Les comptes de campagne de Macron visés par une enquête

© afp.

L'association française anticorruption Anticor a demandé mercredi au parquet de Paris d'ouvrir une enquête sur les comptes de campagne d'Emmanuel Macron et d'autres candidats à la présidentielle française, au coeur d'un vif débat politico-médiatique depuis plusieurs semaines.

Anticor reproche au président "Emmanuel Macron et de manière moins importante à Benoît Hamon (ex-candidat du Parti socialiste) d'avoir profité de ristournes, remises, rabais, venant minorer leurs dépenses de campagne", en violation du principe d'égalité entre les candidats. Des rabais qui pourraient être constitutifs d'"abus de biens sociaux" pour les prestataires qui les ont accordés, estime Anticor.

L'association accuse par ailleurs Jean-Luc Mélenchon, le leader de la France insoumise (gauche radicale), et Marine Le Pen, la cheffe de l'extrême droite, d'avoir "tenté de détourner de l'argent public au moyen de remboursements par l'Etat de frais de campagne qui n'avaient d'autre but que de servir leur intérêt ou l'intérêt de leurs proches", selon la plainte consultée par l'AFP qui devait être déposée dans la journée.

Enfin, l'association demande de vérifier la "responsabilité" des membres de la Commission nationale des comptes de campagne (CNCCFP). En cause: l'acceptation de frais qui n'auraient pas dû l'être, comme l'a affirmé un rapporteur démissionnaire, et la validation de remises qui constituent potentiellement, pour Anticor, un financement par des entreprises, ce qui est illégal.

"Les comptes ont déjà été vérifiés (...). Il n'y a pas de raison de penser qu'elle a mal fait son travail", a estimé sur France Inter la ministre de la Justice Nicole Belloubet, interrogée sur cette action judiciaire.

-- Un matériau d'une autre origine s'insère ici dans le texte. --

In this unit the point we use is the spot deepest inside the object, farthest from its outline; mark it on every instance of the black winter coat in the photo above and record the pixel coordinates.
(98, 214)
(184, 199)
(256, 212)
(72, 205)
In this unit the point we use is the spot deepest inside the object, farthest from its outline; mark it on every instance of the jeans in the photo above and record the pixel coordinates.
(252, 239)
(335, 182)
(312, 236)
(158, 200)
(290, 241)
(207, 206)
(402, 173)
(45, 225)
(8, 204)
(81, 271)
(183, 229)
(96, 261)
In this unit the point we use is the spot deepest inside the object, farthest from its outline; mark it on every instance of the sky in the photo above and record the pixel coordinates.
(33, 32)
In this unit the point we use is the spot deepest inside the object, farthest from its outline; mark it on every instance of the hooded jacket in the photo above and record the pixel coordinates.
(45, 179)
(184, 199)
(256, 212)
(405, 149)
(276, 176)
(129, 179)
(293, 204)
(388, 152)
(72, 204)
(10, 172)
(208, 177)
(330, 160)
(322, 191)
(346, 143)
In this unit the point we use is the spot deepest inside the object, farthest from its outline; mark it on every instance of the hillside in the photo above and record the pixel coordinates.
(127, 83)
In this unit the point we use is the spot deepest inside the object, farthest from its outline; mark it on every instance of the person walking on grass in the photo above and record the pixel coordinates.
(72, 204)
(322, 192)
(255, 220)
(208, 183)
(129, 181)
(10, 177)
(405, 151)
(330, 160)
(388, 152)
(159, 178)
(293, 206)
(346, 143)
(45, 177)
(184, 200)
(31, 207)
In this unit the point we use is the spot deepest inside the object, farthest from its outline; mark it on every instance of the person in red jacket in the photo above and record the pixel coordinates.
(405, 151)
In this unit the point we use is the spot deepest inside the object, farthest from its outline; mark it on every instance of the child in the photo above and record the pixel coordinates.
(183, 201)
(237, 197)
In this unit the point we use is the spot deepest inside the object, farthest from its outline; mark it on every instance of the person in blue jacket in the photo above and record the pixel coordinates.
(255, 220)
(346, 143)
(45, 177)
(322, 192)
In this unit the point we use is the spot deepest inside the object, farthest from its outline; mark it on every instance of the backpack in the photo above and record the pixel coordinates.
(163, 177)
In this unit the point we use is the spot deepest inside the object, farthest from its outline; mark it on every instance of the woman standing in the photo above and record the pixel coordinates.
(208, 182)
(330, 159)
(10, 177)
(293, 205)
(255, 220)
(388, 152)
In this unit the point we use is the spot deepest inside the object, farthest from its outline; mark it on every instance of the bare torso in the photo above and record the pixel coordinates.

Cette plainte fait suite aux enquêtes de médias accusant notamment la campagne de l'actuel président d'avoir bénéficié de "prix cassés".

Concernant la campagne victorieuse d'Emmanuel Macron, Anticor pointe notamment les locations de six lieux de meetings accordées avec des rabais de 36 à 75% environ, ainsi que de larges remises pour la location de matériel et une "sous-facturation" du siège de campagne à Paris.

Dimanche, le parti du président français, La République en marche, a justifié ces prix, accusant la presse de "monter en épingle des pseudo-révélations".